While this technology has a lot of potential to augment human productivity, it also comes with a set of challenges, many of which haven’t been fully considered by the technologists working on such systems. In the cybersecurity industry, one of the core principles we all live by is implementing “security by design”, instead of security being an afterthought. It is under this principle that we explore the security implications (and threats) around Agentic AI, with the goal of bringing awareness to both consumers and creators:
- As of today, Agentic AI has to meet a high bar to be fully adopted in our daily lives. Think about the precision required for billing or healthcare related tasks, or the level of trust customers would need to have to delegate sensitive tasks that could have financial or legal consequences. However, bad actors do not play by the same rules and do not require any “high bar” to leverage this technology to compromise victims. For example, a bad actor using Agentic AI to automate the process of researching (social engineering) and targeting victims with phishing emails is satisfied with an imperfect system that is only reliable 60% of the time, because that’s still better than attempting to manually do it, and the consequences associated with “AI errors” in this scenario are minimum for cybercriminals. In another recent example, Claude AI was exploited to orchestrate a campaign that created and managed fake personas (bots) on social media platforms, automatically interacting with carefully selected users to manipulate political narratives. Consequently, one of the threats that is likely to be fueled by malicious AI Agents is scams, regardless of these being delivered by text, email or deepfake video. As seen in recent news, crafting a convincing deepfake video, writing a phishing email or leveraging the latest trend to scam people with fake toll texts is, for bad actors, easier than ever thanks to a plethora of AI offerings and advancements. In this regard, AI Agents have the potential to continue increasing the ROI (Return on Investment) for cybercriminals, by automating aspects of the scam campaign that have been manual so far, such as tailoring messages to target individuals or creating more convincing content at scale.
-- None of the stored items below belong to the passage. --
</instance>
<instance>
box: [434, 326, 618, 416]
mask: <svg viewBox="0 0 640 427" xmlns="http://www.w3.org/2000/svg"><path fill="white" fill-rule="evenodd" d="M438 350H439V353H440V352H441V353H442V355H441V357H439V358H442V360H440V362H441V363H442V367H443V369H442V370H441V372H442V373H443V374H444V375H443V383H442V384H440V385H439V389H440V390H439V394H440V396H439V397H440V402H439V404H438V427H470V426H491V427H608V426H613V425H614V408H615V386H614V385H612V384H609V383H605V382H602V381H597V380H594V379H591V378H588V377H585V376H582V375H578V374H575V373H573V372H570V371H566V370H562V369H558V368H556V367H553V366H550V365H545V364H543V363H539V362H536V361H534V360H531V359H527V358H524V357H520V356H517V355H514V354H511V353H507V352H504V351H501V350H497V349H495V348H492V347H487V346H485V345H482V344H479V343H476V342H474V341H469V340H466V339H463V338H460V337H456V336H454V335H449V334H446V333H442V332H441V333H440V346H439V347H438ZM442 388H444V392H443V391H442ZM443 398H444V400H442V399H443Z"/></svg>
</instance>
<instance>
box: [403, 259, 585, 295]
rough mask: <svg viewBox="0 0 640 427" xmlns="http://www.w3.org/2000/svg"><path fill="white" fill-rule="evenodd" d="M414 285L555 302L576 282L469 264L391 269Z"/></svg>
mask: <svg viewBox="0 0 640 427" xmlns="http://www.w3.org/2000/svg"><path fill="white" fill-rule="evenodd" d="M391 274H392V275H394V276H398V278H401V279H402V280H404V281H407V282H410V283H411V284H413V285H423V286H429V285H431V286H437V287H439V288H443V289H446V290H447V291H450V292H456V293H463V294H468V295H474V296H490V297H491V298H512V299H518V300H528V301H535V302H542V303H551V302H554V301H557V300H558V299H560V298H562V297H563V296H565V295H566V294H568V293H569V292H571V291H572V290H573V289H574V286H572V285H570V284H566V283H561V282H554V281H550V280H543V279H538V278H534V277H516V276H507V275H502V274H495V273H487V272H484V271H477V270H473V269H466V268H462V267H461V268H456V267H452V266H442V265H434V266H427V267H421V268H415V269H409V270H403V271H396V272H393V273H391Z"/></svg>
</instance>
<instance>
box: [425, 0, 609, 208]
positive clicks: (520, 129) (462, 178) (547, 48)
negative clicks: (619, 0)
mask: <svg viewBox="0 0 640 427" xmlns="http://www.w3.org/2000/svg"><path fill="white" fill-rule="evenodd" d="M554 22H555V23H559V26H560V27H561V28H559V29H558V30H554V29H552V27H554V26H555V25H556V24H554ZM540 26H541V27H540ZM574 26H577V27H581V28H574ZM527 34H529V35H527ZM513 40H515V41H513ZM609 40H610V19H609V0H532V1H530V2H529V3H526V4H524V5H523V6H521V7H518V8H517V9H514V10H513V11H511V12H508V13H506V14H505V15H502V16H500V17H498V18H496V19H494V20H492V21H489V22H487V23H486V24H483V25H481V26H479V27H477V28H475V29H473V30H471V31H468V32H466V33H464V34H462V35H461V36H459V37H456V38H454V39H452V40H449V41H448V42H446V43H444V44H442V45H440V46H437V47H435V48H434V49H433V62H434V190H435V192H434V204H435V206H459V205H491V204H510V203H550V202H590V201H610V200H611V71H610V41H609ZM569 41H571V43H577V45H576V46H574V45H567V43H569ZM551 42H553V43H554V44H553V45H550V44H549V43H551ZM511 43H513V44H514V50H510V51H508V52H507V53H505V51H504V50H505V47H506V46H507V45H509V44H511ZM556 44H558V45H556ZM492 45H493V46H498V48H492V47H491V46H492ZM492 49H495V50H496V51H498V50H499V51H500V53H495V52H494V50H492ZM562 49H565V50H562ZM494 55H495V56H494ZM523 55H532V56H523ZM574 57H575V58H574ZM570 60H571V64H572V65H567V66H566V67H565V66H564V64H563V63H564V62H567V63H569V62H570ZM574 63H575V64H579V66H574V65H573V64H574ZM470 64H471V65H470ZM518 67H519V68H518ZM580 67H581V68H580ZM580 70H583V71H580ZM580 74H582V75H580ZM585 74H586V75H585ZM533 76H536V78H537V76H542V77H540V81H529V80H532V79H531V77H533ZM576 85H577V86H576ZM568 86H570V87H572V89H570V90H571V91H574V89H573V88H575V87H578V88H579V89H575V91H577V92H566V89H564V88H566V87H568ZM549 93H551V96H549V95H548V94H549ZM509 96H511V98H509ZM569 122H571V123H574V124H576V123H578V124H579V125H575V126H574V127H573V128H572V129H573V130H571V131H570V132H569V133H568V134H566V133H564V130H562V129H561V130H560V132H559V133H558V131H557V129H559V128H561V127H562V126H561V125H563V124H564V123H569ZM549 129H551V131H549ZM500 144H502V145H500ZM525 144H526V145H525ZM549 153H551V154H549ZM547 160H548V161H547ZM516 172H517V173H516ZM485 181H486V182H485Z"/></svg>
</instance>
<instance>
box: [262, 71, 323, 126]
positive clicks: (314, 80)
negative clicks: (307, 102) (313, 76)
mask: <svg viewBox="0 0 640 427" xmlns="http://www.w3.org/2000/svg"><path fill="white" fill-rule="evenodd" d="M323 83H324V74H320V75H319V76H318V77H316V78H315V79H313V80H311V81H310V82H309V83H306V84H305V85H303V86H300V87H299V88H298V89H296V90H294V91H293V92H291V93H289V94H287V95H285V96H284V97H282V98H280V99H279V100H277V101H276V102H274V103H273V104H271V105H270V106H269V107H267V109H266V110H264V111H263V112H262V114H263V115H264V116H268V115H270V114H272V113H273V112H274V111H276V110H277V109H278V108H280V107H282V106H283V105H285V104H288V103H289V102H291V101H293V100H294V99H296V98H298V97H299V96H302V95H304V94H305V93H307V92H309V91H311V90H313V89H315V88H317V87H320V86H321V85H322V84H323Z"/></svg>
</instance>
- Agentic AI can be abused or exploited by cybercriminals, even when the AI agent is in the hands of a legitimate user. Agentic AI can be quite vulnerable if there are injection points. For example, AI Agents can communicate and take actions by interacting in a standardized fashion using what is known as MCP (Model Context Protocol). The MCP acts as some sort of repository where a bad actor could host a tool with a dual purpose. For example, a threat actor can offer a tool/integration via MCP that on the surface helps an AI browse the web, but behind the scenes, it exfiltrates data/arguments given by the AI. Or by the same token, an Agentic AI reading let’s say emails to summarize them for you could be compromised by a carefully crafted “malicious email” (known as indirect prompt injection) sent by the cybercriminal to redirect the thought process of such AI, deviating it from the original task (summarizing emails) and going rogue to accomplish a task orchestrated by the bad actor, like stealing financial information from your emails.
- Agentic AI also introduces vulnerabilities through inherently large chances of error. For instance, an AI agent tasked with finding a good deal for buying marketing data could end up in a rabbit hole buying illegal data from a breached database on the dark web, even though the legitimate user never intended to. While this is not triggered by a bad actor, it is still dangerous given the large number of possibilities on how an AI Agent can behave, or derail, given a poor choice of task description.
With the proliferation of Agentic AI, we will see both opportunities to make our life better as well as new threats from bad actors exploiting the same technology for their gain, by either intercepting and poisoning legitimate users AI Agents, or using Agentic AI to perpetuate attacks. With this in mind, it’s more important than ever to remain vigilant, exercise caution and leverage comprehensive cybersecurity solutions to live safely in our digital world.